[LFX 2025 Term2]Implement Volcano Scheduler Simulator
What is the problem you're trying to solve
For users of Kubernetes and Volcano schedulers, the scheduling process is often a black box. Understanding how scheduling decisions are made and evaluating the functionality and performance of the scheduler, especially when introducing new scheduling features, can be challenging. Setting up a full-fledged Kubernetes cluster and generating realistic workloads to observe scheduling behavior can be resource-intensive and time-consuming. Users need a lightweight and efficient way to verify the correctness and performance implications of scheduler changes without the overhead of a real cluster. The kube-scheduler community has addressed this need with kube-scheduler-simulator, and the Volcano community would greatly benefit from a similar tool.
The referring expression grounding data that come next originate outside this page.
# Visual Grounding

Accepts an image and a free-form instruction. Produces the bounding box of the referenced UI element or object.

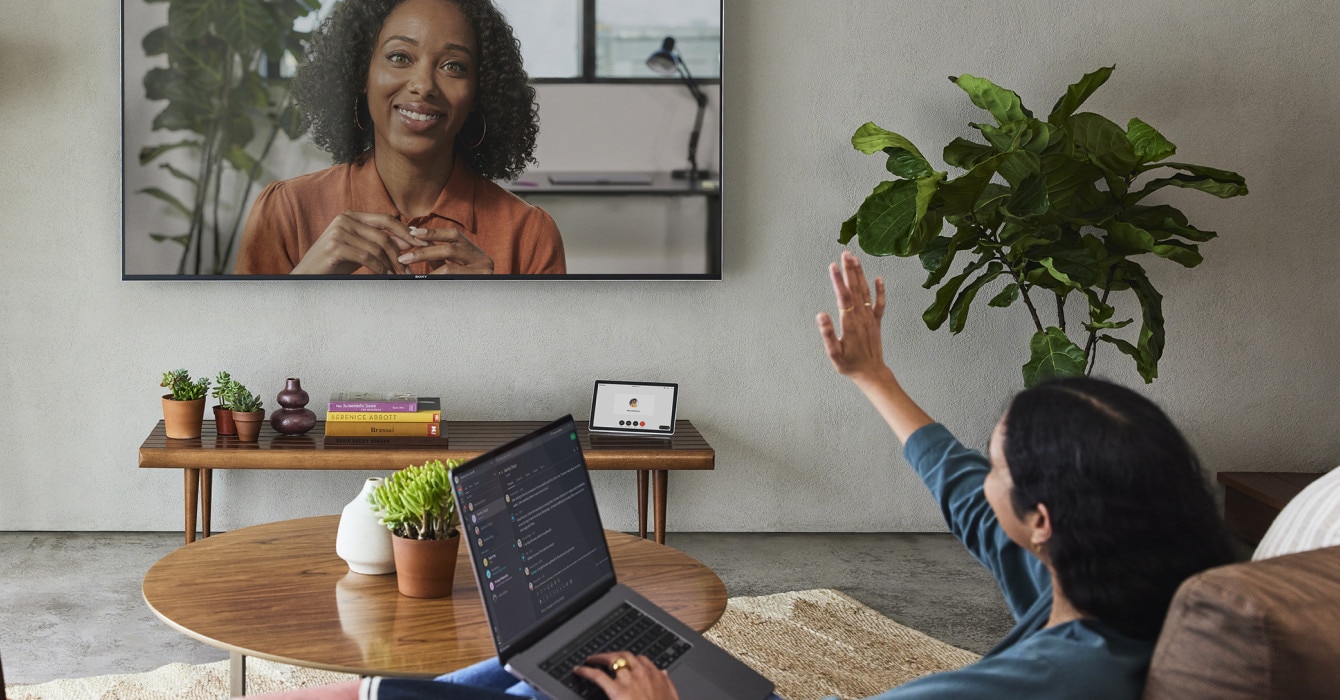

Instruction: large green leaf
[1122,204,1217,242]
[1022,327,1088,388]
[1039,153,1109,219]
[1116,263,1165,382]
[938,154,1007,214]
[139,139,201,165]
[217,0,276,53]
[139,187,193,218]
[1005,174,1049,218]
[1067,113,1139,177]
[1152,240,1203,267]
[924,256,990,330]
[922,225,982,288]
[948,262,1005,333]
[1104,221,1157,256]
[1131,174,1248,200]
[169,0,228,41]
[854,179,925,256]
[1048,66,1115,125]
[988,283,1020,308]
[852,122,928,160]
[1127,118,1176,163]
[943,138,996,170]
[952,74,1029,125]
[158,162,199,186]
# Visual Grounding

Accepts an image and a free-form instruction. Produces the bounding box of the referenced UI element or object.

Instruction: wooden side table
[1217,471,1326,545]
[139,420,714,546]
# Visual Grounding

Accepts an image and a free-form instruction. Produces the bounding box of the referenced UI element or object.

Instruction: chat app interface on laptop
[454,421,614,654]
[592,383,676,433]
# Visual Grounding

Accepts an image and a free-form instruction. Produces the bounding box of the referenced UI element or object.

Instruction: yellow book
[326,407,441,423]
[323,421,441,437]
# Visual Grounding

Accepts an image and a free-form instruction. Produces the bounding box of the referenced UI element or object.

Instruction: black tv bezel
[120,0,725,282]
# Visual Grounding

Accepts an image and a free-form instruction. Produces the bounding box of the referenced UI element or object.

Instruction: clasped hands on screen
[291,212,494,275]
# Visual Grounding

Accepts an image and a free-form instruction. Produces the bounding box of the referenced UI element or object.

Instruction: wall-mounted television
[122,0,723,280]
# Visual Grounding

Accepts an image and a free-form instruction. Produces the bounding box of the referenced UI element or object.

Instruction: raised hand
[817,250,888,382]
[291,212,419,275]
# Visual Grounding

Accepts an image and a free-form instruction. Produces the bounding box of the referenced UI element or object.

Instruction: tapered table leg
[637,470,649,539]
[230,651,247,696]
[653,470,668,545]
[201,468,212,539]
[184,469,199,545]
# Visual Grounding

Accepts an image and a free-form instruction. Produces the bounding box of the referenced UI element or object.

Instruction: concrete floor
[0,531,1015,686]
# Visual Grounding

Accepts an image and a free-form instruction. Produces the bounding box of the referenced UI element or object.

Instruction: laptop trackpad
[671,665,745,699]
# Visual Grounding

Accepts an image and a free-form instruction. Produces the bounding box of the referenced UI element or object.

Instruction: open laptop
[451,415,774,700]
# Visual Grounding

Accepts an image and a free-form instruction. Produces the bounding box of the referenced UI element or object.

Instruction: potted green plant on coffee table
[160,369,211,439]
[840,66,1247,387]
[229,385,265,443]
[370,459,462,598]
[211,371,239,436]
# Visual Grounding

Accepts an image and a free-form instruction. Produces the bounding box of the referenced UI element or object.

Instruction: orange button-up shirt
[235,154,565,275]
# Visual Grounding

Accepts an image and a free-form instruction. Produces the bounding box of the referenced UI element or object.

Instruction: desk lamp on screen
[646,37,710,181]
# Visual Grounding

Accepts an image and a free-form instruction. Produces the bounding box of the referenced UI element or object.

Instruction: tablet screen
[588,381,678,435]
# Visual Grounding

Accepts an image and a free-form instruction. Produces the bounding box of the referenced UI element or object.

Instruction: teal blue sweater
[861,423,1152,699]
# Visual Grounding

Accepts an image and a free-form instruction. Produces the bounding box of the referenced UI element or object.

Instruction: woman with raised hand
[562,251,1235,700]
[236,0,564,276]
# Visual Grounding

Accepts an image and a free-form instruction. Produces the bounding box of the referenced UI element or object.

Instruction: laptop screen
[452,416,616,657]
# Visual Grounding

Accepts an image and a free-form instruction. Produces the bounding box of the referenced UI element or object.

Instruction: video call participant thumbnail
[235,0,566,276]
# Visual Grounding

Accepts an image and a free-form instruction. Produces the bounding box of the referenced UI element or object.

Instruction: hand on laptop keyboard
[571,652,681,700]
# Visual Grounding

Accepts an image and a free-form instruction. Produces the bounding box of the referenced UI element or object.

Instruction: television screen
[121,0,723,280]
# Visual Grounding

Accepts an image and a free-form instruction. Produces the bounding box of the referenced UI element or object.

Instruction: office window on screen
[495,0,720,82]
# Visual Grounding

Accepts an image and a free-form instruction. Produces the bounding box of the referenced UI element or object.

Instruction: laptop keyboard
[540,602,693,699]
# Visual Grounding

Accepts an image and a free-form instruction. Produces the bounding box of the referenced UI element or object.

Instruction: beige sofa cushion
[1142,545,1340,700]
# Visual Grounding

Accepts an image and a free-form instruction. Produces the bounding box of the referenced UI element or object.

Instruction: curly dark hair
[292,0,538,180]
[1002,377,1235,641]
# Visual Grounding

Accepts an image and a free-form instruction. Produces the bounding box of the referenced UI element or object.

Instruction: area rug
[5,589,979,700]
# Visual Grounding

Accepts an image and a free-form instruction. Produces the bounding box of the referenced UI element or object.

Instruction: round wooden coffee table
[143,516,727,696]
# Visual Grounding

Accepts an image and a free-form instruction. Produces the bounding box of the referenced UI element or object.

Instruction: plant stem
[995,249,1044,333]
[1082,268,1117,374]
[1056,294,1066,333]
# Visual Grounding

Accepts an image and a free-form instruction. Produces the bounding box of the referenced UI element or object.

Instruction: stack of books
[322,393,446,447]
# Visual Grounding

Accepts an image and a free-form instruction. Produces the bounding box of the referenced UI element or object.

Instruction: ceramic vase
[391,533,460,598]
[232,409,266,442]
[336,478,396,575]
[271,377,318,435]
[212,405,237,436]
[162,396,206,439]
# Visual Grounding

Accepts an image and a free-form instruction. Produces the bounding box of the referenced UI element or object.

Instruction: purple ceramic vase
[271,377,318,435]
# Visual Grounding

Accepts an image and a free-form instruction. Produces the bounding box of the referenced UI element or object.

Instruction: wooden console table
[139,420,713,546]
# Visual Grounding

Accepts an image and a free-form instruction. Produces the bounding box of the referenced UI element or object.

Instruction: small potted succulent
[229,385,265,443]
[370,459,463,598]
[160,369,211,439]
[211,371,239,436]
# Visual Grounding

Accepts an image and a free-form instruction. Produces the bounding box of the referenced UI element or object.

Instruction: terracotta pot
[162,396,207,439]
[391,533,460,598]
[232,409,266,443]
[213,405,237,436]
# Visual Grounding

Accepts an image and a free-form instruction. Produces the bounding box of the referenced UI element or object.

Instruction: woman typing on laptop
[256,252,1234,699]
[490,252,1231,700]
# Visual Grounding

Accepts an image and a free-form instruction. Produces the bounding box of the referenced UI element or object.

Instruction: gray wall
[1,0,1336,532]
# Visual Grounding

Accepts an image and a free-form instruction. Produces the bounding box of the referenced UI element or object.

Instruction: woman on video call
[235,0,565,275]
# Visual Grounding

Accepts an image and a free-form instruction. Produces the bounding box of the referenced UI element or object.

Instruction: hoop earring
[469,114,487,149]
[354,97,367,131]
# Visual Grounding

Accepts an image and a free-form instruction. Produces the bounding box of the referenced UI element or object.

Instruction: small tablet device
[588,380,678,437]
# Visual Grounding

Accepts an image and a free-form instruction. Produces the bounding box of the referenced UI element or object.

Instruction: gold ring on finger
[610,658,630,674]
[839,306,855,313]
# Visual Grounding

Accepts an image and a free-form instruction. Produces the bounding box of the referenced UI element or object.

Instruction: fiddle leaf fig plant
[370,459,462,541]
[841,66,1247,387]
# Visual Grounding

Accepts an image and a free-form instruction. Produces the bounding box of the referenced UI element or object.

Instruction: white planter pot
[335,478,395,575]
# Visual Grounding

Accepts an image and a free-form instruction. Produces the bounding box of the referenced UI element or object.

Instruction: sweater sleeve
[902,423,1050,620]
[235,180,301,274]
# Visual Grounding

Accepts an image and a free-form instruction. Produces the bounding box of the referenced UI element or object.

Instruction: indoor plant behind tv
[841,66,1247,387]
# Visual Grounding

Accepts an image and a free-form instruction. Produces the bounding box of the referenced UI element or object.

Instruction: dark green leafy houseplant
[841,67,1247,386]
[370,460,462,541]
[138,0,319,274]
[160,369,211,401]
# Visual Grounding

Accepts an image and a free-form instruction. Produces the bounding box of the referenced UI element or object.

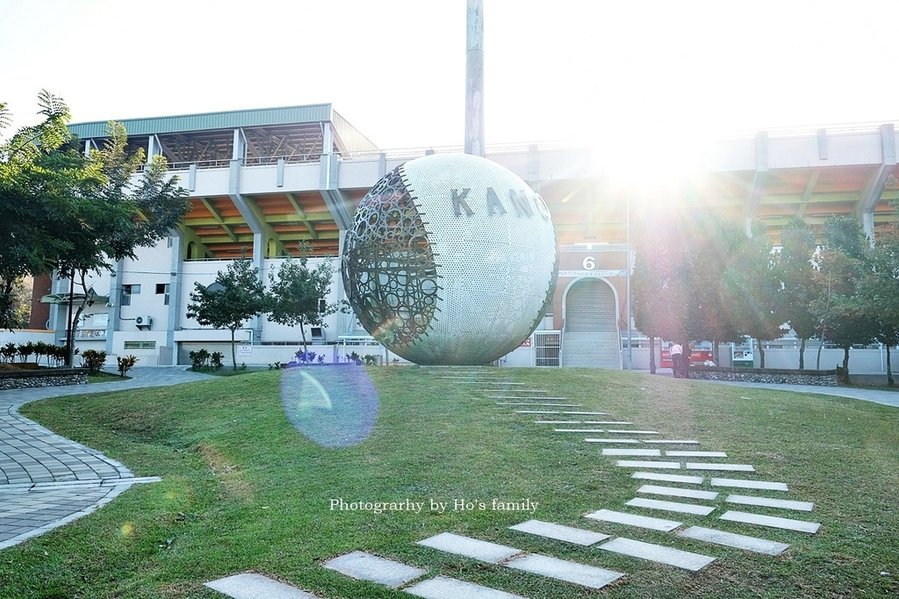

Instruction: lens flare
[280,366,379,448]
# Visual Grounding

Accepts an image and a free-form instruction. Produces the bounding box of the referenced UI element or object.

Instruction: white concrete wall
[117,247,176,333]
[0,330,56,346]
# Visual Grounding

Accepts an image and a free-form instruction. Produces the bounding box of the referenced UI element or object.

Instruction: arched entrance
[561,278,621,368]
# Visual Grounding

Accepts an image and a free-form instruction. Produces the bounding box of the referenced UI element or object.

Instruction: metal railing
[74,328,107,340]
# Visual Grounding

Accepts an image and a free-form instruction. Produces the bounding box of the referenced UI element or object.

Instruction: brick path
[0,367,215,549]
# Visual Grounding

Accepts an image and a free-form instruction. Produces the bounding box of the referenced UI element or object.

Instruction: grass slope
[2,368,897,598]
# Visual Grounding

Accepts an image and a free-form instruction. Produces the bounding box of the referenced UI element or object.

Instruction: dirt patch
[195,443,254,501]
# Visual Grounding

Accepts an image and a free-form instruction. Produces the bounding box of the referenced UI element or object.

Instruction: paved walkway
[0,367,215,550]
[638,369,899,409]
[708,380,899,409]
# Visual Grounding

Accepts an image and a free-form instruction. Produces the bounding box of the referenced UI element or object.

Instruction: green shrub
[117,354,138,377]
[81,349,107,374]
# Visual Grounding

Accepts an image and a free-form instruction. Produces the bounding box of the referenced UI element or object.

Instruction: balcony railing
[75,328,107,340]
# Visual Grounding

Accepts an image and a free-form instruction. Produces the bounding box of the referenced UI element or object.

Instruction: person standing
[670,342,683,378]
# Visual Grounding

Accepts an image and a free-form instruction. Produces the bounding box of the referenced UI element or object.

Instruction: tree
[186,258,265,370]
[632,210,695,372]
[56,122,188,364]
[774,218,820,369]
[856,204,899,385]
[725,222,785,368]
[0,93,188,360]
[0,92,85,331]
[0,278,32,330]
[811,217,878,379]
[683,213,744,359]
[266,251,338,360]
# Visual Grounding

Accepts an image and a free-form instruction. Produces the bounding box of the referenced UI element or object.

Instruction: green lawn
[3,367,898,598]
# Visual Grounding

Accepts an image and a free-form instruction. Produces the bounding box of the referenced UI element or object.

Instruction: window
[156,283,170,306]
[318,298,327,313]
[121,284,141,306]
[124,340,155,350]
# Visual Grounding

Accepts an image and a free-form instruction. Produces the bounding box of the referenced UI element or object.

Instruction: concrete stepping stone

Describe the solution you'd like
-
Input Configuration: The simulator should accept configurations defining a simulated Kubernetes cluster state, including:
- Nodes (with their resources and labels/annotations).
- Pods (with their resource requests, scheduling constraints, labels/annotations, and queue assignments).
- Volcano-specific configurations (e.g., scheduler plugins, queue configurations, policies).
-
Simulation Engine: The core of the simulator should replicate the key scheduling stages of the Volcano scheduler, such as:
- Queue selection.
- Filtering of eligible nodes for a given pod.
- Scoring of eligible nodes based on configured scoring plugins.
- Binding of pods to the selected nodes.
-
Output and Reporting: The simulator should provide clear and informative output, including:
- The final scheduling decision for each simulated pod (i.e., the node it was assigned to).
- Detailed logs of the scheduling process for individual pods, potentially including:
- The list of nodes considered.
- The reasons why certain nodes were filtered out.
- The scores assigned to eligible nodes by different scoring plugins.
-
(Optional) Performance Evaluation: The simulator could optionally provide basic performance metrics, such as the time taken to schedule a set of pods under specific conditions. This could help in evaluating the performance impact of scheduler changes.
-
Usability: The tool should be easy to use, with clear command-line interface (CLI) or API, and should include comprehensive documentation and illustrative examples demonstrating how to simulate various scheduling scenarios and verify different scheduling policies.
Additional context
- Integration with existing Volcano testing frameworks.
- Support for simulating specific Volcano features (e.g., gang scheduling, task topology).
- Visualization of the simulated scheduling process (e.g., through logs or a simple UI).
The volcano-scheduler-simulator would be an invaluable tool for developers to test and debug scheduler changes, for users to understand and verify Volcano's scheduling behavior in different scenarios, and for the community to evaluate the performance characteristics of the scheduler.
Hey, this seems really interesting. Are there any pre-LFX discussions about the projects happening in community calls or elsewhere, would love to be a part of it
Hey, this seems really interesting. Are there any pre-LFX discussions about the projects happening in community calls or elsewhere, would love to be a part of it
Hi, thanks for your attention!We do have a discussion before but not totally same as before, see https://github.com/volcano-sh/volcano/pull/3822, in the LFX project this time, we want provide a simple binary and some inputs include pod, node, podgroup, queue, etc., and then the binary itself just call the main Scheduler command to simulate the scheduling process, and these scheduling processes and results can be observed, which includes the result and performance, etc.
Is there any progress on this? For example, I have 10,000 historical jobs, and I want to extract the data and simulate the scheduling process based on different scheduling strategy components to achieve the best expected results.